In a letter to U.N. Secretary General Ban-Ki Moon, U.N. Ambassador Susan Rice said the United States has determined that sarin was used in a March 19 attack on the Aleppo suburb of Khan al-Assal and in an April 13 attack on the neighborhood of Shaykh Maqsud. She said unspecified chemicals, possibly including chemical warfare agents, were used May 14 in an attack on Qasr Abu Samrah and in a May 23 attack on Adra.
U.S. officials have not disclosed any details about the weapons they intend to send to Syria or when and how they will be delivered. According to officials, the U.S. is most likely to provide the rebel fighters with small arms, ammunition, assault rifles and a variety of anti-tank weaponry such as shoulder-fired rocket-propelled grenades and other missiles.
As of Friday, however, no final decisions had been made on the details or when it would reach the rebels, according to the officials, who insisted on anonymity because they were not authorized to discuss internal administration discussions with reporters.
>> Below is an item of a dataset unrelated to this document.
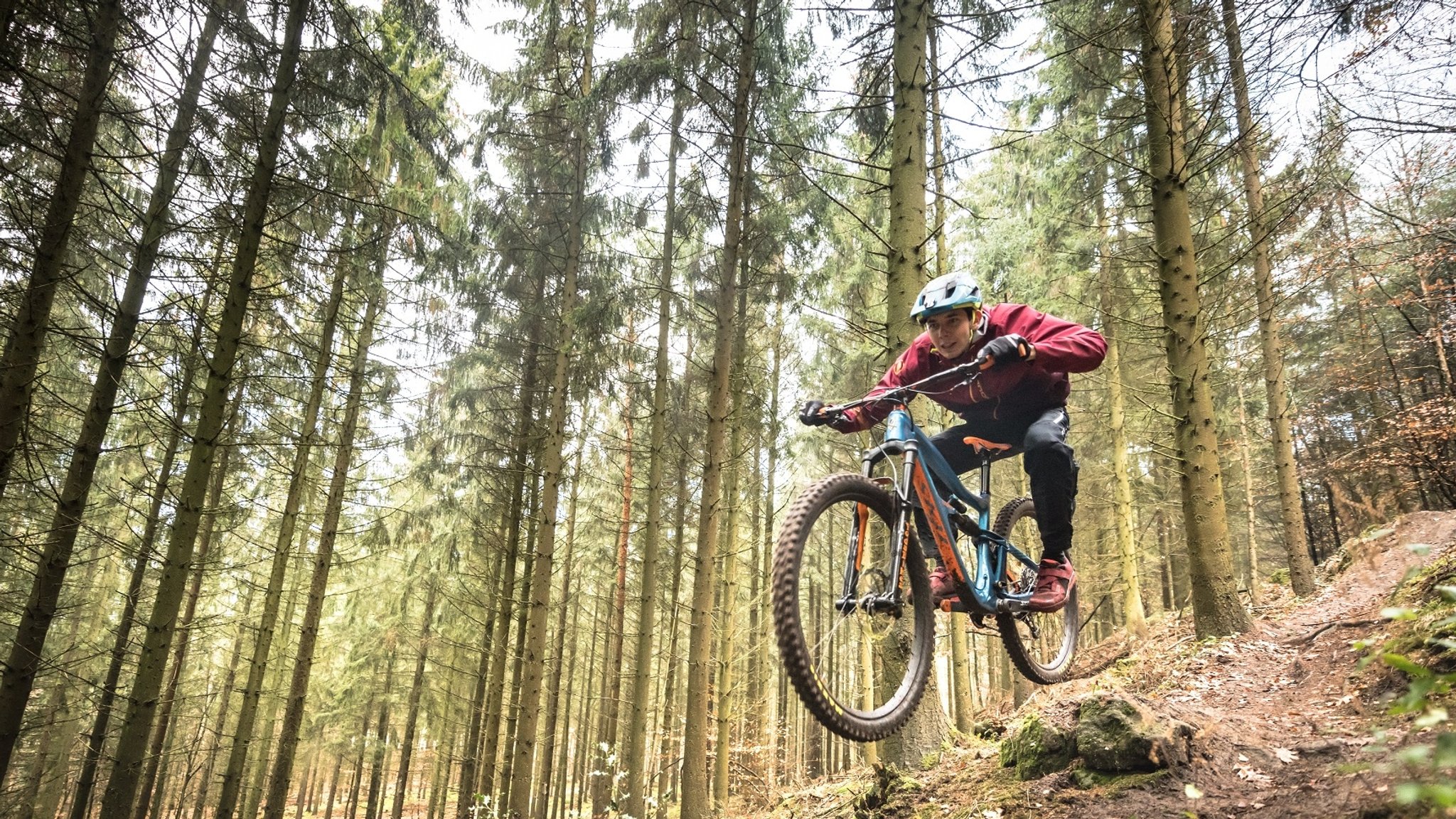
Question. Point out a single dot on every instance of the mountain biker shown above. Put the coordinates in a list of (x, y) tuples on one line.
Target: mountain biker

The biggest hurdle for the U.S. strategy remains Russia, a major weapons supplier to Assad.
President Vladimir Putin’s foreign affairs adviser, Yuri Ushakov, said Friday that Moscow doesn’t believe the U.S. finding on chemical weapons.
“I wouldn’t like to draw parallels with the famous dossier of Secretary of State Colin Powell, but the facts, the information presented by the U.S. didn’t look convincing,” he said. The comment indeed drew a parallel with Powell’s speech to the U.N. asserting prewar Iraq had weapons of mass destruction, a claim that proved false.
Obama’s deputy national security adviser, Ben Rhodes, acknowledged the differences that remain between U.S. and Russia on the Syrian crisis. Despite their disagreement over chemical weapon use, the U.S. will continue to talk to the Russians about ways to achieve a political settlement in Syria, considered the best option by all.
“We have no illusions that that’s going to be easy,” Rhodes said, adding that Obama and Putin would meet next week.
Getting Western allies to increase support for the rebels won’t necessarily be easy, either.
British Prime Minister David Cameron has said he there is credible evidence of “multiple attacks” using chemical weapons by Assad’s fighters, but indicated that al-Qaida-linked elements in the opposition movement had also attempted to acquire chemical weapons for probable use in Syria. Still, he restated the government’s position that no decision had been taken to arm moderate rebels opposed to Assad.
French President Francois Hollandesaid Friday that the use of chemical weapons by Assad “confirms that we must exercise pressure on the regime.” But Foreign Ministry spokesman Philippe Lalliot would not say whether the U.S. claim of chemical weapons adds momentum to arming rebels.